When we got there, it was the same as my first mutilation. She was on her back and with her udder taken out and the exterior of the vaginal opening was also taken out. But what was weird about this cow, we saw also that the jawbone flesh was taken, as you have mentioned happens in so many mutilations you've investigated.

Polaroid photograph taken in 1976 at the Budin Ranch
in Sterling, Colorado, by former Logan County Sheriff Tex Graves
at one of more than a hundred animal mutilations he investigated in the
1970s. Many animals were so freshly dead that the bodies were warm to touch
at the scene. The jaw bone cleaned of flesh, tongue removed, “cookie cutter” circular
removal of flesh around the eye and removal of eyeball was a common pattern
of bloodless tissue removal from mutilated animals in the 1970s to 1990s.


Being dropped from above on to the ground was first reported by sheriffs who worked with veterinarians or medical people on necropsies of the strangely dead animals. When multiple broken bones were found, the conclusion was: the animal had to have been dropped from a considerable height to where it was found dead and mutilated.

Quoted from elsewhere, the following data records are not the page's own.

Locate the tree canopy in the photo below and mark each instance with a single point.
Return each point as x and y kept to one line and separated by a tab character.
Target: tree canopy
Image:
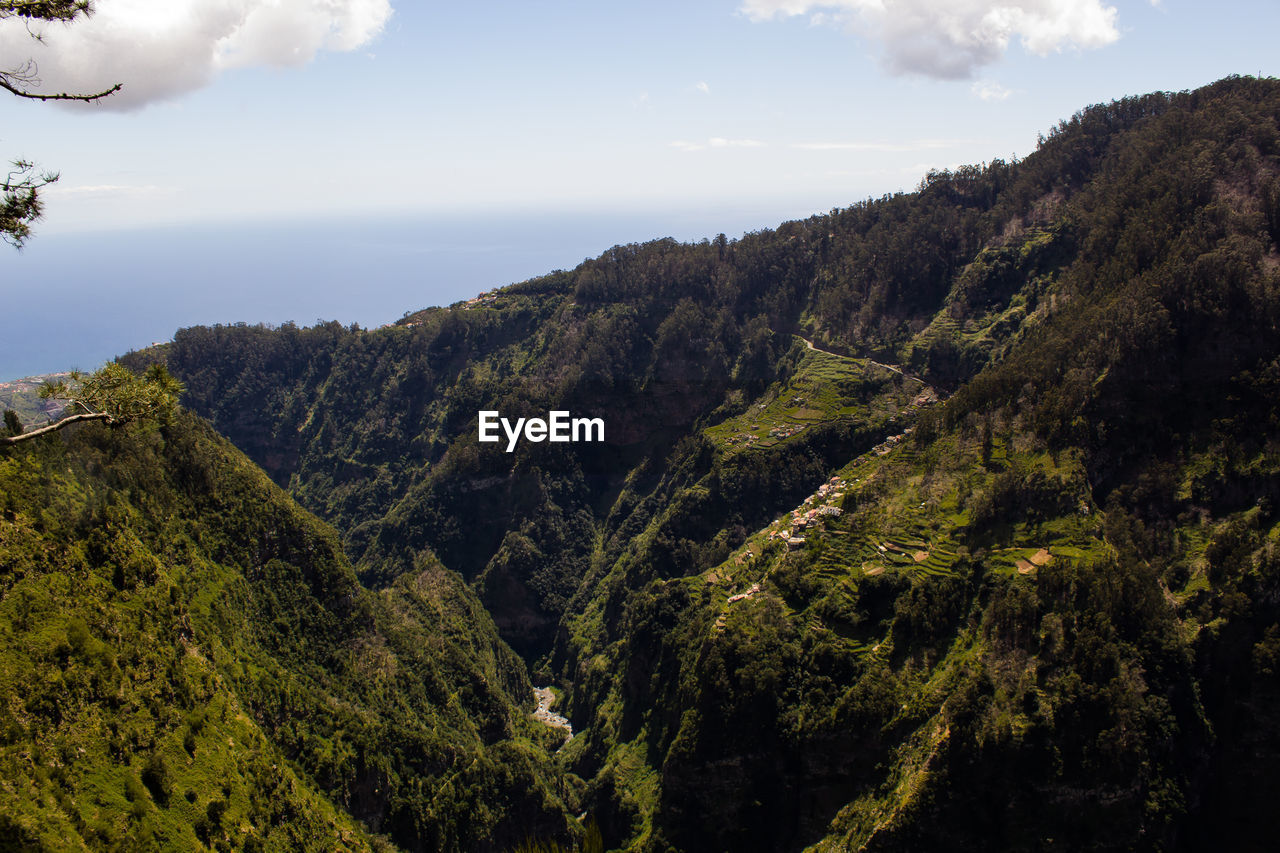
19	191
114	395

One of the definitive cases on this was one I investigated in Montana a couple of years ago. The sheriff called me to say they had a bounce mark about three feet from where a large cow was found dead and mutilated. Biophysicist W. C. Levengood was able to work with soil and pasture grass I collected at the site and compare to laboratory impact stress on soils. He confirmed the soil in the crater next to the mutilated cow had been impacted by a weight from above equivalent to the weight of the full grown cow. [ See Archived Earthfiles November 24, 2006: Scientific Data Supports Theory That Mutilated Montana Cow
Dropped from Sky and Bounced. ]
Pink arrow points at dirt piled up along mutilated cow's back right leg.
Green arrow points to bounce mark. Udder excised in circular cut from belly.
Perhaps from force of impact, the intestines are protruding from rectal hole,
which in most animal mutilations is a dry, empty hole penetrating into the body.
Image by Pondera County Chief Deputy, Dick Dailey.


2.5-year-old cow gave birth to calf Friday, March 20, 2009,
and was found dead with udder removed without blood on Saturday,
March 21. Image © 2009 by Chuck Zukowski.